第349回 『Manie-Manie 迷宮物語』

 『Manie-Manie 迷宮物語』は、眉村卓の短編集を原作としたオムニバス作品で、りんたろう監督の「ラビリンス*ラビリントス」、川尻善昭監督の「走る男」、大友克洋監督の「工事中止命令」の3本で構成されている。角川アニメの1本で、マッドハウスの2度目の黄金期において頂点をなす作品であり、アニメ史上において空前絶後のリッチなフィルムだ。

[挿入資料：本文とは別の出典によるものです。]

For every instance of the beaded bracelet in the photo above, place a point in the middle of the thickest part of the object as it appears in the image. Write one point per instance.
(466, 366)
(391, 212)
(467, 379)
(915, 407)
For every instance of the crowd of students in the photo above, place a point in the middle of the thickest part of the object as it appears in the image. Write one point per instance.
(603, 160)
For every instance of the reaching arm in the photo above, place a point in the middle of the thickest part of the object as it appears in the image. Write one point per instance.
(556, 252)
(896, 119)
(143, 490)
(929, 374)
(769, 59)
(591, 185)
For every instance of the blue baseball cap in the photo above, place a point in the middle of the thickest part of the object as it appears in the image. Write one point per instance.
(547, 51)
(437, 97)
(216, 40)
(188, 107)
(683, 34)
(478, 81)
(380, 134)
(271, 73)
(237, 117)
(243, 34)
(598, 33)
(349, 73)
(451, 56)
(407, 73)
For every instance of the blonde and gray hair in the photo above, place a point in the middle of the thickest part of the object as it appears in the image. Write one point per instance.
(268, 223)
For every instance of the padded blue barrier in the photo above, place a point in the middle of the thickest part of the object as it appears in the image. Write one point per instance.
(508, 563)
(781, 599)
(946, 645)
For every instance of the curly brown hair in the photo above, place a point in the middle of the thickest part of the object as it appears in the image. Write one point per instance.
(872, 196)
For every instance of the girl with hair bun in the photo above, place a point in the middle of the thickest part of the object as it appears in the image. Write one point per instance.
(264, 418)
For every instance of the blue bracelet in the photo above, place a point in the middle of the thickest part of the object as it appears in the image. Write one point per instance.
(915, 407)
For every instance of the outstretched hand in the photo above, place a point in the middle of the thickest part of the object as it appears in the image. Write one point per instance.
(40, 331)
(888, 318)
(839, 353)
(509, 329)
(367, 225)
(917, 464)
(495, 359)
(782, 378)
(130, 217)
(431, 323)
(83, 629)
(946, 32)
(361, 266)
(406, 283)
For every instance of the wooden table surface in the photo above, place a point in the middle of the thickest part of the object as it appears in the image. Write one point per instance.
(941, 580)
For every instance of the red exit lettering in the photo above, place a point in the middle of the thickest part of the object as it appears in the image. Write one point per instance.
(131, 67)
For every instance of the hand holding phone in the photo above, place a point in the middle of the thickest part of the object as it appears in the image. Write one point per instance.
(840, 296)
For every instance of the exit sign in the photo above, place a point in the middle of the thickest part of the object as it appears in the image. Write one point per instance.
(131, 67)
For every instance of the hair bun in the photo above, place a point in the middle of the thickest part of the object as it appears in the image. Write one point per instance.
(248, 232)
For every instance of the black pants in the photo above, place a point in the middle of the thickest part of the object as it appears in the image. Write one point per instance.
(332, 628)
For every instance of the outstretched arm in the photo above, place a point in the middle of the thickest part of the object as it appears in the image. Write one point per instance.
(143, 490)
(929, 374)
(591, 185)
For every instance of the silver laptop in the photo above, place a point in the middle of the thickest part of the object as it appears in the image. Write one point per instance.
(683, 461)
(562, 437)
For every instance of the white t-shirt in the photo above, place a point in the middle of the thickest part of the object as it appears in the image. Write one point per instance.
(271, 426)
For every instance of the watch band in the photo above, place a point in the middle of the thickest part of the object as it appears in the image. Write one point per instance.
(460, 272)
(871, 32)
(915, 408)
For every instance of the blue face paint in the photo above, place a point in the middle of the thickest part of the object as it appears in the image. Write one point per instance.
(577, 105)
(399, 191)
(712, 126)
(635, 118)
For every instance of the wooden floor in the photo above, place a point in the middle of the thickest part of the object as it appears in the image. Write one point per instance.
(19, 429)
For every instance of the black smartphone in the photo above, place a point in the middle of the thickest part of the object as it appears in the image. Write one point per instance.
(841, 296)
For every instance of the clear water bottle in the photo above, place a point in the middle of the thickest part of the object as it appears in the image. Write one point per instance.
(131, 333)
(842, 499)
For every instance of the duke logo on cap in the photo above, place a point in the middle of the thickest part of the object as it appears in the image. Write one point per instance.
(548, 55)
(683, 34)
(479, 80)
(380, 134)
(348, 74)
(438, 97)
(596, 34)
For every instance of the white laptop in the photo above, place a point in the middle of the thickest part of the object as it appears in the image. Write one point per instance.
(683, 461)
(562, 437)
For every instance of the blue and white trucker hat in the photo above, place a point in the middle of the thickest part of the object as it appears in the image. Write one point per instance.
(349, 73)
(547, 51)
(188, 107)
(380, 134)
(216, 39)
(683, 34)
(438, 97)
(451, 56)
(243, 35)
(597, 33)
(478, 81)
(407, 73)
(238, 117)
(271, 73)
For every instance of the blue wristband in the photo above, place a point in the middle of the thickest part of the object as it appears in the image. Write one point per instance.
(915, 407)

 当初はりんたろう、押井守、大友克洋の3人が監督を務める企画だった。プロデューサーも務めていたりん監督が、押井にオファーをしたが、彼の参加は実現せず、代わりに丸山正雄プロデューサーが、川尻を監督として推して、りん、川尻、大友の3人体制となった。雑誌などで、タイトルが『Manic-Manic 迷宮物語』と誤記される事があったが——というか、僕も一時期まではそのように表記していたのだが、正しくは「Manic」ではなくて「Manie」。「Manie」はフランス語で「マニアック」「奇癖」といった意味の語だ。そのタイトルに偽りはなく、仕上がった作品は、映像も内容も超マニアックなものだった。

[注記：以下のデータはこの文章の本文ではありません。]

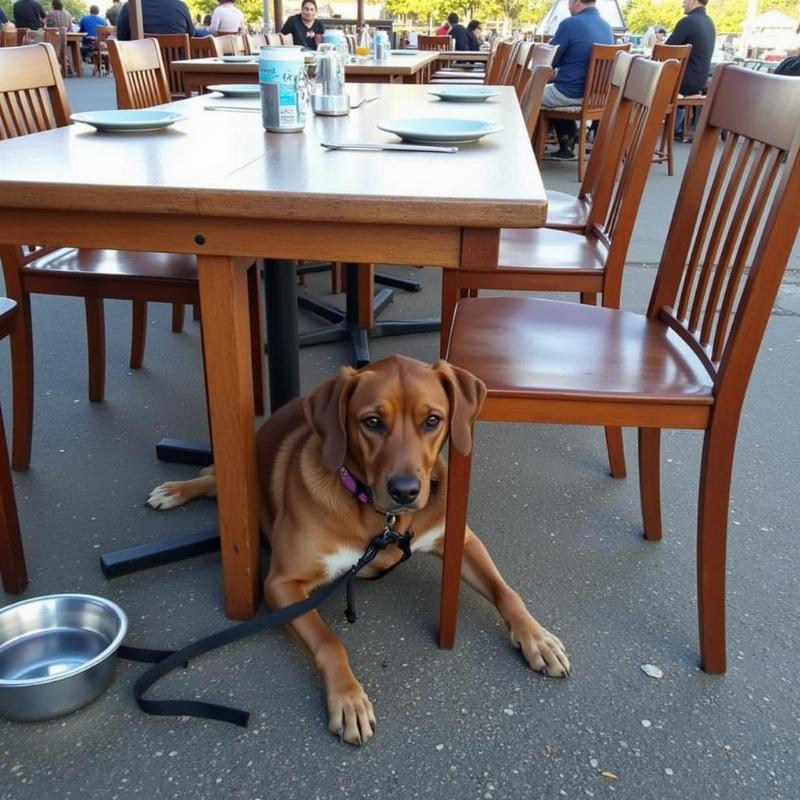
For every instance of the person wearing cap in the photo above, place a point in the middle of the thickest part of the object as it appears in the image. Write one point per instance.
(305, 28)
(158, 16)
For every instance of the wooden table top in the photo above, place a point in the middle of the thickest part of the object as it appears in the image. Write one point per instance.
(392, 65)
(220, 163)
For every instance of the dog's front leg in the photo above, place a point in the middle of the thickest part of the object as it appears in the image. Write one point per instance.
(542, 650)
(350, 713)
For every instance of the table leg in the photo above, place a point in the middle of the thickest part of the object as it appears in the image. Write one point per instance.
(226, 351)
(280, 278)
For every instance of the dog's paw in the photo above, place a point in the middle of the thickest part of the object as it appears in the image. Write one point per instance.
(166, 496)
(543, 650)
(350, 715)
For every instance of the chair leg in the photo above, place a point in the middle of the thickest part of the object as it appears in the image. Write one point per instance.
(12, 558)
(177, 317)
(581, 150)
(138, 333)
(454, 535)
(256, 339)
(616, 452)
(712, 532)
(650, 481)
(96, 339)
(450, 294)
(22, 385)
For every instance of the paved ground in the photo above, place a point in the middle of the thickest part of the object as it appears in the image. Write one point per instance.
(471, 723)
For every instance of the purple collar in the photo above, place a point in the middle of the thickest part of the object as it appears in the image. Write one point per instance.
(353, 485)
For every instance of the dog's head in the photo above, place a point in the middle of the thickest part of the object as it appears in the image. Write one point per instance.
(388, 421)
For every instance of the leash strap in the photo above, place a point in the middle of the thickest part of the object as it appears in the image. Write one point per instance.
(165, 661)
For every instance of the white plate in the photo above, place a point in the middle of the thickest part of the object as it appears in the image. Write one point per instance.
(236, 89)
(145, 119)
(429, 130)
(464, 94)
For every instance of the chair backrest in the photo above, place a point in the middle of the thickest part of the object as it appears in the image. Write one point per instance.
(58, 38)
(139, 73)
(598, 76)
(434, 42)
(255, 41)
(32, 94)
(680, 52)
(531, 100)
(619, 74)
(519, 67)
(204, 47)
(735, 209)
(633, 128)
(174, 47)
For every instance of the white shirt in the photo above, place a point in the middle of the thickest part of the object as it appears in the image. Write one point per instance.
(227, 19)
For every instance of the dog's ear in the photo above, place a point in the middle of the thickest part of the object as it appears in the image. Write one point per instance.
(466, 394)
(326, 412)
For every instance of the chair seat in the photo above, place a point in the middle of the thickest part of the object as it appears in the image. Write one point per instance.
(543, 248)
(115, 263)
(548, 349)
(566, 211)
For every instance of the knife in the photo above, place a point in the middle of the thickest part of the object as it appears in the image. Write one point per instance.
(420, 148)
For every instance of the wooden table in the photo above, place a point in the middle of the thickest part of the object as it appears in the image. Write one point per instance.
(74, 48)
(201, 72)
(280, 195)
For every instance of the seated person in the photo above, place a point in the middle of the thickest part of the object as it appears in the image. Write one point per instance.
(88, 27)
(205, 28)
(474, 35)
(305, 28)
(227, 19)
(58, 18)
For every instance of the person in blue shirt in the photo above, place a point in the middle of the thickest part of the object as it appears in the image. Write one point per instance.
(88, 27)
(575, 37)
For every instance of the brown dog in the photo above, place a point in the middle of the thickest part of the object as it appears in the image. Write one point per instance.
(386, 424)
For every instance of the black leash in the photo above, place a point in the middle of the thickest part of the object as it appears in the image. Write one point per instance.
(164, 661)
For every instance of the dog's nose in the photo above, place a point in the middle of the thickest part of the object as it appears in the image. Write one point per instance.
(403, 489)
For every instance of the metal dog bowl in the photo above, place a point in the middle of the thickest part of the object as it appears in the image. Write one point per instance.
(57, 653)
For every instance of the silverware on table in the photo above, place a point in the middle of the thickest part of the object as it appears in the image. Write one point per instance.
(361, 102)
(420, 148)
(252, 109)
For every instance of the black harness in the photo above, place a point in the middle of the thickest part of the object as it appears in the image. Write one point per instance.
(165, 661)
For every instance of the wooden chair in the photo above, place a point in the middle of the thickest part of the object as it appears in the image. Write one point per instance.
(541, 55)
(434, 42)
(31, 86)
(592, 263)
(57, 37)
(174, 47)
(204, 47)
(255, 41)
(12, 558)
(684, 364)
(100, 63)
(568, 212)
(598, 79)
(531, 100)
(662, 52)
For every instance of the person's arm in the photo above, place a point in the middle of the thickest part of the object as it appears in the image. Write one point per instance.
(187, 17)
(123, 25)
(214, 27)
(679, 35)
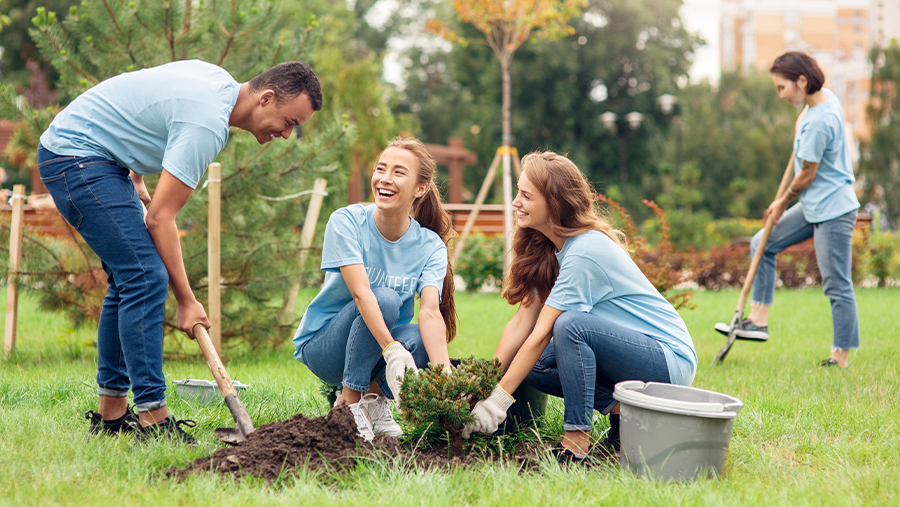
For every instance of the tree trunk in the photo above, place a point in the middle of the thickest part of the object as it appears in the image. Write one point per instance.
(505, 62)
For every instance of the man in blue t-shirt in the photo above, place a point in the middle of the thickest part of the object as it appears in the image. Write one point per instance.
(171, 120)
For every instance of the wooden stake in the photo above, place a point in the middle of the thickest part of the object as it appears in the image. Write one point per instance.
(15, 256)
(507, 211)
(479, 200)
(306, 237)
(215, 255)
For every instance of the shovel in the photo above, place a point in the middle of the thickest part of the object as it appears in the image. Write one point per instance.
(244, 427)
(745, 291)
(754, 264)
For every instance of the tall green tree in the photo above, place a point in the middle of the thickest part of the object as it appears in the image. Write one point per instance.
(260, 246)
(728, 148)
(880, 164)
(350, 62)
(18, 48)
(621, 58)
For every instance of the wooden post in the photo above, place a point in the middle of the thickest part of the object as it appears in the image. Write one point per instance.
(306, 237)
(507, 209)
(454, 171)
(15, 256)
(215, 255)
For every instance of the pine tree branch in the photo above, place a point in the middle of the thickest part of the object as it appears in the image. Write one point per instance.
(313, 155)
(78, 70)
(112, 16)
(170, 33)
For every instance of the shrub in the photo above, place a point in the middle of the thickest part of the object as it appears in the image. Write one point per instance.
(446, 400)
(665, 268)
(482, 261)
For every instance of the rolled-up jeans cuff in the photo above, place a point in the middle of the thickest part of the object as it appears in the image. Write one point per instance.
(381, 381)
(150, 405)
(607, 409)
(115, 393)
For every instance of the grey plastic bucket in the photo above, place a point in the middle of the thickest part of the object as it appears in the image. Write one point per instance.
(674, 432)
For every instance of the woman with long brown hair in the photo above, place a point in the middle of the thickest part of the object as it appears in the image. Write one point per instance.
(587, 317)
(377, 258)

 当初は『時空の旅人』の同時上映作品として制作されていたが間に合わず、『時空の旅人』は、1986年に『火の鳥』との2本立てで公開された。完成した『迷宮物語』は、1987年9月に「東京国際ファンタスティック映画祭'87」で先行公開され、同年にビデオソフトがリリース。2年後の1989年に、小規模ではあるが、ようやく一般の劇場で公開された。それまで、劇場作品としては、半ばお蔵入り状態だった。お蔵入りになりかかったのは、完成作品を観た角川春樹プロデューサーが「これはマニアック過ぎる」と判断したからだ。

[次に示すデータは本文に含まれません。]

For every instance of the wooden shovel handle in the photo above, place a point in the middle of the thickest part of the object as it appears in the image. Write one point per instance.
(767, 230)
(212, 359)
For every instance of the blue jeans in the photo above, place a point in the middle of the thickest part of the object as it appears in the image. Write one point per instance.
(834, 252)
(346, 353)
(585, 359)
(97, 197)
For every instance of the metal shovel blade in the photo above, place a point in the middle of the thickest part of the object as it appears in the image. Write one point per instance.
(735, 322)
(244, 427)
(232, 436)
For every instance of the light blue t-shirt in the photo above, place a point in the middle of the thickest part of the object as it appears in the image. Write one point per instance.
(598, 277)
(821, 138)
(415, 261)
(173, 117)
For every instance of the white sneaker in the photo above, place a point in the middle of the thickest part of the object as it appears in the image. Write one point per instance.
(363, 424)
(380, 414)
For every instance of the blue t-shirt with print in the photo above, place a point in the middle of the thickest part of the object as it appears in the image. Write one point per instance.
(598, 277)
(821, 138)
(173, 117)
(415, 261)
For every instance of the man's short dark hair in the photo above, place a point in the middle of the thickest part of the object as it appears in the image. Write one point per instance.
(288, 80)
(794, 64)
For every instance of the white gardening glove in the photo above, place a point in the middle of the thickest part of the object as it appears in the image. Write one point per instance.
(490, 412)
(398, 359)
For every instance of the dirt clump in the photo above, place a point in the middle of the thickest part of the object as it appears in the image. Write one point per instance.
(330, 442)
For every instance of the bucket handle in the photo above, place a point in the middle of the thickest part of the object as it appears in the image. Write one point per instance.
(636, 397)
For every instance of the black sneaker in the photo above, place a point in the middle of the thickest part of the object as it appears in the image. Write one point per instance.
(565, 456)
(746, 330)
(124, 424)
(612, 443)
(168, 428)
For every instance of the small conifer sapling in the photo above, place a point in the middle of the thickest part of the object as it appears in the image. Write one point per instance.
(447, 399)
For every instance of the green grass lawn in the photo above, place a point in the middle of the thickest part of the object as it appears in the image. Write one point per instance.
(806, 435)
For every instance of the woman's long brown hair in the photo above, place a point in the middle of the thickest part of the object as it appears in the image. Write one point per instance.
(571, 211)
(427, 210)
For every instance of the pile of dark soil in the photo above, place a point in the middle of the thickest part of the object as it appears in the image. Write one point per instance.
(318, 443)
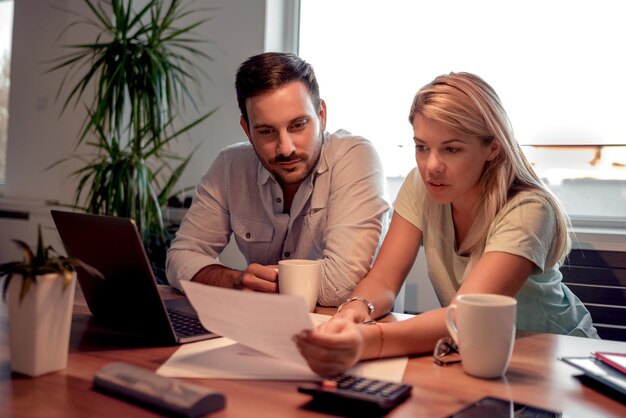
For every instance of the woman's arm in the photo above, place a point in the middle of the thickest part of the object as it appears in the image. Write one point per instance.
(335, 349)
(383, 282)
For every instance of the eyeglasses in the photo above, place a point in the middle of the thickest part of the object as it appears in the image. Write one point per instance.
(446, 352)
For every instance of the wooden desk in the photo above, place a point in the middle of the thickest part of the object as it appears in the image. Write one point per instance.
(534, 377)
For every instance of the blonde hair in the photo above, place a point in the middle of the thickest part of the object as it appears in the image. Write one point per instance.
(466, 103)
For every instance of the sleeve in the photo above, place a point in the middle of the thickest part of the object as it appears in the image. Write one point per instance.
(205, 229)
(410, 199)
(357, 215)
(525, 227)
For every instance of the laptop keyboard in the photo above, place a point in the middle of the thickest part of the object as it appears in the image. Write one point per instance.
(185, 325)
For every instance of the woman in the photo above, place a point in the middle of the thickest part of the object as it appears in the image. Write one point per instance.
(487, 223)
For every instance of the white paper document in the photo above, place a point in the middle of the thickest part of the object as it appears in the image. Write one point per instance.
(265, 322)
(257, 344)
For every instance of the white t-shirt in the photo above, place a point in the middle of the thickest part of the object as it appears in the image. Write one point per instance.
(525, 227)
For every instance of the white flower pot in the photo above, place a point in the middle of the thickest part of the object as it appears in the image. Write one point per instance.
(39, 325)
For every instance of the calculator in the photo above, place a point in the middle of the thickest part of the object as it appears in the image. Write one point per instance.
(359, 392)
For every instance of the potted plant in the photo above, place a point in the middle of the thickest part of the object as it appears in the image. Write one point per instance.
(39, 291)
(133, 79)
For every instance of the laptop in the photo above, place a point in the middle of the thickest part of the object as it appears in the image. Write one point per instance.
(126, 297)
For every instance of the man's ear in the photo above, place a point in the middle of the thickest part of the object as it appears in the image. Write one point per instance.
(245, 128)
(323, 115)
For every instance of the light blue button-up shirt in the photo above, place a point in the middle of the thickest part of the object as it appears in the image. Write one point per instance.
(338, 215)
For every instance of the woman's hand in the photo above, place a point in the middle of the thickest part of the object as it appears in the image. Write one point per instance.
(332, 348)
(353, 315)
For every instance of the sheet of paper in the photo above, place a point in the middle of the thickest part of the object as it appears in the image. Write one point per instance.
(265, 322)
(223, 358)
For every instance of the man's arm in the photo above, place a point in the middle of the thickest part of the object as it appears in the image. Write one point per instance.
(357, 214)
(205, 230)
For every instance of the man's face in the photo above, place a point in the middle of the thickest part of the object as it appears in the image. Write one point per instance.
(286, 131)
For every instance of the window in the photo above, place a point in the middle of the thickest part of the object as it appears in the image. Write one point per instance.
(6, 29)
(557, 65)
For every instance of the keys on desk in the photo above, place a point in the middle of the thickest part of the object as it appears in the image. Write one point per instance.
(171, 395)
(359, 391)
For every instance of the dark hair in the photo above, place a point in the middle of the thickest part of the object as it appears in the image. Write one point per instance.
(268, 71)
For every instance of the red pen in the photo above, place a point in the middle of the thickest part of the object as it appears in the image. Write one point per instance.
(615, 360)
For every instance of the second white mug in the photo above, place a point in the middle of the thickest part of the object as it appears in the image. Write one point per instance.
(484, 332)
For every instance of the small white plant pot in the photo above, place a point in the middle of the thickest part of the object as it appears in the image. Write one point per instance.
(39, 325)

 僕が編集をやらせてもった「PLUS MADHOUSE 04 りんたろう」でも、その経緯が話題になった。同書の取材で、角川プロデューサーは「あの時代のものとしては少し先端を行き過ぎている感じはしました。今なら遥かに受け入れられる作品でしょう」と語っている。
 「ラビリンス*ラビリントス」は、りん監督のオリジナルであり、眉村卓の原作は使っていない。当初は、「走る男」「工事中止命令」に観客を誘うための導入部として考えられていたが、作っているうちに膨らんでしまい、他の2編と同じくらいの長さになってしまったのだそうだ。さちという名の少女が、謎の道化師に誘われて、不思議な世界に入っていくというのが大筋だが、物語中心ではなく、鮮烈なイメージを積み重ねるかたちで作品を構成。日本家屋、料理をする母親、古時計や鏡、路地裏、道を行く人々といったモチーフを、シュールに、そして、ホラータッチも交えて見せていく。イメージも、自由奔放なアニメーションも、緻密でありつつ重厚な美術も素晴らしい。キャラクターデザイン・作画監督は福島敦子。美術監督は石川山子。ビジュアルストであるりん監督の最高傑作だ。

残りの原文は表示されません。